#  > > >  >  > Форум >  > > >  >  > Буддийские форумы >  > > >  >  > Тибетский буддизм >  > > >  >  > Гелуг >  > > >  >  >  Взаимозависимое возникновение

## Asoka

В принципе по этой теме сейчас много источников и все упоминают о том, что необходимо заниматься аналитической медитацией на 12-членную цепь взаимозависимого возникновения.
Вопрос в том, а как именно? Может быть кто-нибудь встречал какие-либо рекомендации.

----------


## Карма Палджор

> В принципе по этой теме сейчас много источников и все упоминают о том, что необходимо заниматься аналитической медитацией на 12-членную цепь взаимозависимого возникновения.
> Вопрос в том, а как именно? Может быть кто-нибудь встречал какие-либо рекомендации.


В ламриме Гампопы есть указания. Поищите.

----------


## Же Ка

http://tibet.in.ua/content/view/81/48/

Внешний круг показывает двенадцать звеньев взаимозависимого происхождения. Эти поучения Будда дал в «Сутре рисового ростка», где в качестве примера, чтобы проиллюстрировать работу закона причины и следствия, он берет рисовый росток и объясняет двенадцать звеньев. 

• На первой картинке изображен слепой, блуждающий по миру с палкой или с вытянутыми вперед руками. Это символ нашего «базового неведения» — причины всей запутанности, всех мешающих чувств и всех страданий. Так изображается тот факт, что мы не воспринимаем мир таким, каким он является на самом деле, и всё время смотрим сквозь цветные стекла очков.

• На второй картинке изображен гончар, он символизирует «сформированное действие». Действие называется «сформированным», потому что у него могут быть последствия — приятные или неприятные. Так же, как гончар, который создает что-то новое, здесь создается новый ряд последствий.

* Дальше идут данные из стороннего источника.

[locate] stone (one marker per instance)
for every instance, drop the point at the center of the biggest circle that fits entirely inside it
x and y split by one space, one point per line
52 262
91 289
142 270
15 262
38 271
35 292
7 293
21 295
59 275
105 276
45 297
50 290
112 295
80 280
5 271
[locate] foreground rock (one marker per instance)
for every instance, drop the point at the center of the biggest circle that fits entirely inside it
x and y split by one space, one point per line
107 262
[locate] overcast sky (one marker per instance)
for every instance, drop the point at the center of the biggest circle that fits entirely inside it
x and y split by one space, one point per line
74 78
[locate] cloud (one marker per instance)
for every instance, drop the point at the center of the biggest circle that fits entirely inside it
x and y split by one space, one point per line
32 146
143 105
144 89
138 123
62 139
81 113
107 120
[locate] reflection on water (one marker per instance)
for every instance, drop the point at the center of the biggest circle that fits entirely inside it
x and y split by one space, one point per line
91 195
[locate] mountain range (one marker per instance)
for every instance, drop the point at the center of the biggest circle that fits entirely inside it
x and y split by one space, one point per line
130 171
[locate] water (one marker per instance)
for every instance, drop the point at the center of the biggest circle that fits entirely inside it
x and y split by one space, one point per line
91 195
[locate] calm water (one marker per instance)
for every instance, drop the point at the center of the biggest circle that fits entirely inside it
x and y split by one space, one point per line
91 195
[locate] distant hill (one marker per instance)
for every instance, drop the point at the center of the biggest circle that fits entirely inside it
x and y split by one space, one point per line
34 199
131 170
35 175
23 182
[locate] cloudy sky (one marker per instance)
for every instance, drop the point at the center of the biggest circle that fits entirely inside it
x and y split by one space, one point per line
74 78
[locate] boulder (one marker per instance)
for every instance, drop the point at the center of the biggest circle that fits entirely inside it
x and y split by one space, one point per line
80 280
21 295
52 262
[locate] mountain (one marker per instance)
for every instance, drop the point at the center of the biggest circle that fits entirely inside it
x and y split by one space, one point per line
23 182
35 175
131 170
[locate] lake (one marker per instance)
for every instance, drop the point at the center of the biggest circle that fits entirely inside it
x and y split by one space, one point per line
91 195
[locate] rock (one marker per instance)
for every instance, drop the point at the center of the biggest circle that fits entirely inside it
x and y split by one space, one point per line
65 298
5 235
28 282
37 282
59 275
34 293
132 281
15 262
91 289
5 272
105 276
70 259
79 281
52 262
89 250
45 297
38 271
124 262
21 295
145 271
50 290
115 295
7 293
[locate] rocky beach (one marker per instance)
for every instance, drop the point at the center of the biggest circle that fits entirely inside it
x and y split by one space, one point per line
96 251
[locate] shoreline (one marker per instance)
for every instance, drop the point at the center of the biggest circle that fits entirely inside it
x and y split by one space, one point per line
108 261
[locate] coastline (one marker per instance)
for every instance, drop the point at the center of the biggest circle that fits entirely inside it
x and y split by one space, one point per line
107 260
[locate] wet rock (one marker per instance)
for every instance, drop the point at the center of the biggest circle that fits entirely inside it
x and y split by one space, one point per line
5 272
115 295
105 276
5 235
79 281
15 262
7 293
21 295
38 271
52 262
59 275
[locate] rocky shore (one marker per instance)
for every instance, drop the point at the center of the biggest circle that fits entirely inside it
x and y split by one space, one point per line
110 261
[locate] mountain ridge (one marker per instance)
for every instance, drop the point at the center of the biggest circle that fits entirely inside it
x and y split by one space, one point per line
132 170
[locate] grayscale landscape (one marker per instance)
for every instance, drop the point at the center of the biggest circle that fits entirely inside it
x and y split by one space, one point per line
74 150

• На третьем рисунке изображена обезьяна, символизирующая «сознание». Хотя это «сознание» в различных буддийских школах интерпретируют по-разному, оно является связующим звеном между действием и его результатом. Мы в большинстве случаев называем его «сознание-хранилище», так как здесь накапливаются впечатления от всех действий, совершённых телом, речью и умом, и хранятся до тех пор, пока однажды они не проявятся в виде результата.

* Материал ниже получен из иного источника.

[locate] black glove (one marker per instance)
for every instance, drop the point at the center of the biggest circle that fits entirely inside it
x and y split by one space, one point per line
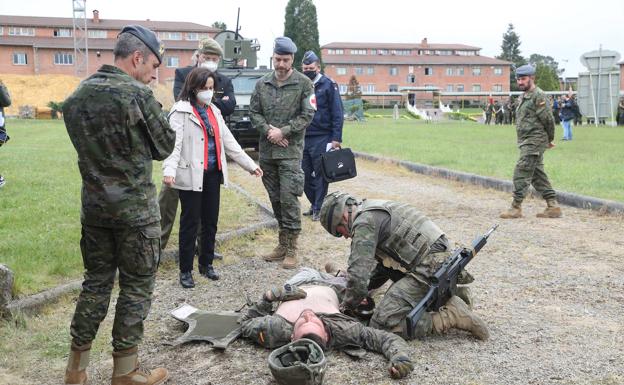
400 367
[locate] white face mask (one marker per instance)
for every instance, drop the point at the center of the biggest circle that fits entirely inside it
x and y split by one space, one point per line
205 96
210 65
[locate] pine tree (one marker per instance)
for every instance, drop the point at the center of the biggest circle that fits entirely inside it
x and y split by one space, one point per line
302 27
511 52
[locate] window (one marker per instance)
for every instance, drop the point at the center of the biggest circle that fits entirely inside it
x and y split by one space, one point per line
173 61
21 31
97 33
63 32
63 58
20 58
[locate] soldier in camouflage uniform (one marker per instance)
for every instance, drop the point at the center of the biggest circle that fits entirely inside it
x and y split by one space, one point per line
392 240
118 128
281 107
311 311
535 127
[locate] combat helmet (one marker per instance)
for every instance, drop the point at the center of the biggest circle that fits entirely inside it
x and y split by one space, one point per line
332 209
301 362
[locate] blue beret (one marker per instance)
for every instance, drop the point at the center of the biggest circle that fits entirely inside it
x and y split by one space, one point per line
284 46
148 37
310 57
525 70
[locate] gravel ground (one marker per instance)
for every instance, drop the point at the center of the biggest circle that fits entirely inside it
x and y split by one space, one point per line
551 291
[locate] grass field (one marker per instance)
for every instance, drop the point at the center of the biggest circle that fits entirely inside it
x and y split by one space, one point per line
591 164
40 206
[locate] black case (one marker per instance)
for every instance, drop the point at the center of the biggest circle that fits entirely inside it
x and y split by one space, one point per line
338 165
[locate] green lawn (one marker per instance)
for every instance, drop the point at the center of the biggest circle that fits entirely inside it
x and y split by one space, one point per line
592 164
40 206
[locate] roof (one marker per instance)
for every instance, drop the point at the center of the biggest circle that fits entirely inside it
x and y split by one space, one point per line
114 24
356 45
413 60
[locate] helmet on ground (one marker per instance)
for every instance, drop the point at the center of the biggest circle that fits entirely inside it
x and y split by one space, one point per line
301 362
332 209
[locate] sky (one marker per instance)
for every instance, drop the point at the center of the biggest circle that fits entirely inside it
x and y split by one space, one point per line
563 30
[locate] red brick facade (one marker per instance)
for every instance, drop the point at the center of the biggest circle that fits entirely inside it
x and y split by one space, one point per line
40 45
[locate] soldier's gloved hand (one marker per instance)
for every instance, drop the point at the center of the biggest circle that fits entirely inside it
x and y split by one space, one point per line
400 367
285 293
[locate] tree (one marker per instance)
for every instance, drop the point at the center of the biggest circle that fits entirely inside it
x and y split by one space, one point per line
219 25
302 27
511 52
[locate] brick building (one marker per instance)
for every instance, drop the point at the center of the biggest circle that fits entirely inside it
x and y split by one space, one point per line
45 45
388 67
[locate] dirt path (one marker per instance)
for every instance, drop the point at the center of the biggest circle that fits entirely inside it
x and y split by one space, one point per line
552 292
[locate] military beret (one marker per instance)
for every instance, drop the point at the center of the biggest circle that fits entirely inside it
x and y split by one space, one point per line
284 46
210 46
525 70
310 57
148 37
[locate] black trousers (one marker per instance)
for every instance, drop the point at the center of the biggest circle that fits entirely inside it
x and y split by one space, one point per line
199 207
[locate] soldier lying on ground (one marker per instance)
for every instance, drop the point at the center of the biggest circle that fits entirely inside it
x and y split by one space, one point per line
394 241
288 313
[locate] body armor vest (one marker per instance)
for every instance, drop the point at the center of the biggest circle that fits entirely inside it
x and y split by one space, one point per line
411 234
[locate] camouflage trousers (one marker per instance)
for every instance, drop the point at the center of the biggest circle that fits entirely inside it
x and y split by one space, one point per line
530 171
283 180
135 252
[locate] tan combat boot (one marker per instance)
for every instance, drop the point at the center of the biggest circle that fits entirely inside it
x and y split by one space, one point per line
279 252
456 314
290 259
552 210
515 211
126 370
76 371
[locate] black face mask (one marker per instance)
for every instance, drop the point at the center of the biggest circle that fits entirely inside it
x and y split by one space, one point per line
310 74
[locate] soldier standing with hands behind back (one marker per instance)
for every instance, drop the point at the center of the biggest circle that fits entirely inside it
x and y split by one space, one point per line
281 107
117 128
535 127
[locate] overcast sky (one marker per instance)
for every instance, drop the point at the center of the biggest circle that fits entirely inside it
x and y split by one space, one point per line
561 29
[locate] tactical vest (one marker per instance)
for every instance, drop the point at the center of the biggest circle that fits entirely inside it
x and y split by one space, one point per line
411 234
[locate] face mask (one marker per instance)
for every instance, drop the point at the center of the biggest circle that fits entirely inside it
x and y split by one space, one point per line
210 65
310 74
205 96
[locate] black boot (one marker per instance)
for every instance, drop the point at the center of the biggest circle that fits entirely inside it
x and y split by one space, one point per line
186 280
208 272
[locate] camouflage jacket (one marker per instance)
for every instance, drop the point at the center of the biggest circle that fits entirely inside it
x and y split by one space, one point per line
117 128
535 124
288 106
272 331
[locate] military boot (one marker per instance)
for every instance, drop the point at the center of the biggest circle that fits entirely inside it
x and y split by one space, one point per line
515 211
456 314
76 371
278 252
290 259
552 210
126 370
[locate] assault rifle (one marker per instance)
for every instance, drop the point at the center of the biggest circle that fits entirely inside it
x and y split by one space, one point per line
444 282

• На четвертой картинке изображены несколько человек, сидящих в лодке. Они символизируют «название и форму» — ингредиенты, из которых мы готовим нашу «иллюзию «я». «Название» соотносится с четырьмя нефизическими аспектами: чувством, распознаванием, ментальными событиями и сознанием. «Форма» в этом случае обозначает наше тело. «Название» представлено людьми, а «форма» лодкой. И мы, из-за нашей привязанности к телу и из-за омраченного неведением восприятия нашего ума, в качестве «названия» воспринимаем свое «я», как такое, что существует независимо от всего остального.

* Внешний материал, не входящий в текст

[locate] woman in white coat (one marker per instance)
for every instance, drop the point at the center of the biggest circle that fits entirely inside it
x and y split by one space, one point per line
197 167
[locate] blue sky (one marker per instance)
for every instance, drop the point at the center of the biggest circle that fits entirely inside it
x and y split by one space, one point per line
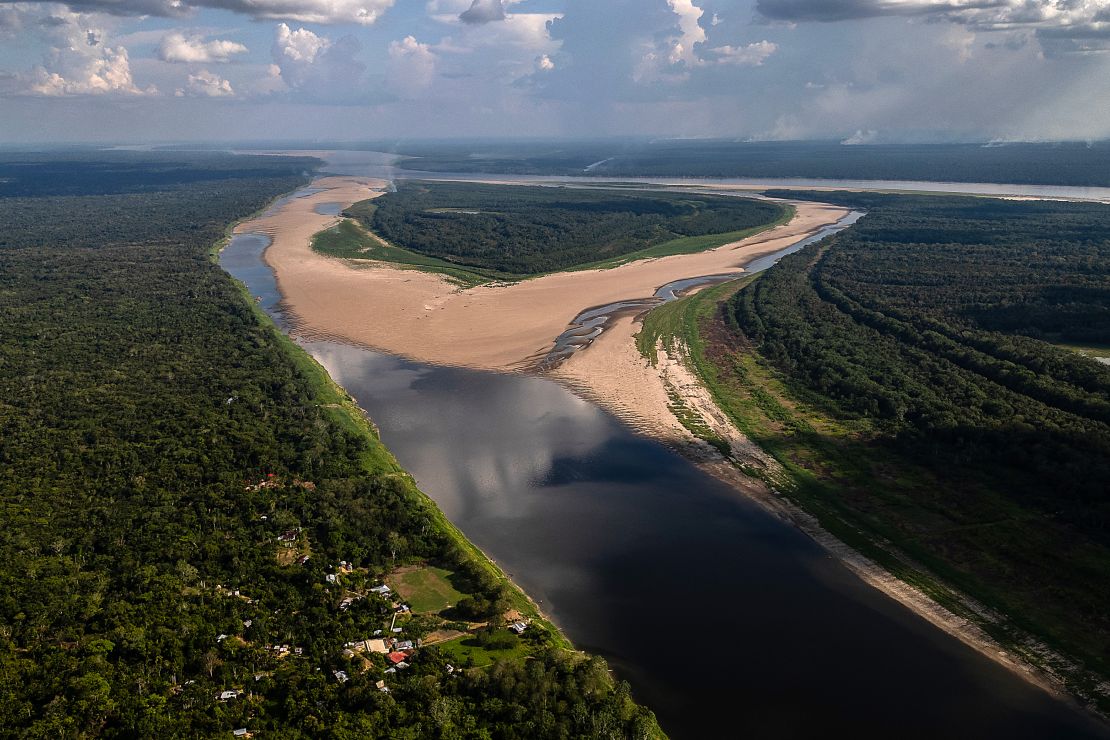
857 70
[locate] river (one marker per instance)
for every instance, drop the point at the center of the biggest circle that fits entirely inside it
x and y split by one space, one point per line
380 164
725 620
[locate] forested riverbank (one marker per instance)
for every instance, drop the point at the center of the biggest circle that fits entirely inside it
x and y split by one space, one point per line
199 523
894 375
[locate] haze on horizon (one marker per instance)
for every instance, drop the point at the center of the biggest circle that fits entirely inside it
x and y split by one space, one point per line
853 70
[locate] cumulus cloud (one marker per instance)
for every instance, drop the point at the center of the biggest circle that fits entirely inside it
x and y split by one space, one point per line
861 137
179 48
687 48
362 12
753 54
483 11
79 60
411 67
316 67
108 71
205 84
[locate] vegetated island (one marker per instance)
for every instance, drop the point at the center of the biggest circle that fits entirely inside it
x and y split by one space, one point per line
420 313
905 379
202 533
1050 163
478 233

• На пятой картинке изображен дом с шестью окнами, которые соответствуют шести органам чувств. Мы переживаем наш мир сквозь призму пяти органов чувств и «сознания ума» (или «интеллектуального сознания»), которое навешивает на всё ярлыки и упаковывает в «ящички» ума.

Дальше, на шестой картинке идет пара в союзе или целующаяся пара, символизирующая «контакт». При помощи органов чувств мы контактируем с объектами восприятия и оцениваем их как приятные, неприятные или нейтральные.

• В следующем, седьмом сегменте мы видим человека, которому попала в глаз стрела. Это символизирует «чувство». То, что в предыдущем звене оценивалось как приятный или неприятный объект, здесь переживается как собственное счастье или страдание.

• Оба, восьмое и девятое звенья символизируют различные формы желания. Они называются «потребность» (ее символизирует мужчина, пьющий пиво) и «цепляние» (его символизирует обезьяна, срывающая фрукты). Сколько бы человек ни влил в себя пива, потребность будет становиться всё выше. Это приводит к «цеплянию», т.е. к тому, что умственно мы всё сильнее цепляемся за объект.

• Десятый сектор, в котором изображена беременная женщина, называется «становление». На основе предыдущего звена появляется кармический результат.

• Одиннадцатый шаг приводит к «рождению», что символизируется рожающей женщиной. Здесь карма созрела и привела к определенному результату.

• На последнем, двенадцатом рисунке изображен человек, несущий на спине труп. Это символ «старения и смерти». Всё, что появилось из условий, снова исчезнет, ничто не сможет оставаться вечным.

Дальше круговорот двенадцати звеньев взаимозависимого происхождения начинается сначала. С одной стороны, он показывает, как мы движемся в шести сферах существования от перерождения к перерождению, будучи во власти «изначального неведения» — базовой причины наших перерождений. С другой, все эти двенадцать звеньев происходят и в каждый крохотный момент существования, и мы, благодаря этому, создаем наш мир и наше будущее. Будда учил, что эти двенадцать звеньев можно рассматривать также и в обратной последовательности, а при помощи нашей практики мы можем их растворять одно за другим, пока не дойдем до «изначального неведения» и не одолеем и его, благодаря чему сами станем Буддой.

----------


## Же Ка

> В ламриме Гампопы есть указания. Поищите.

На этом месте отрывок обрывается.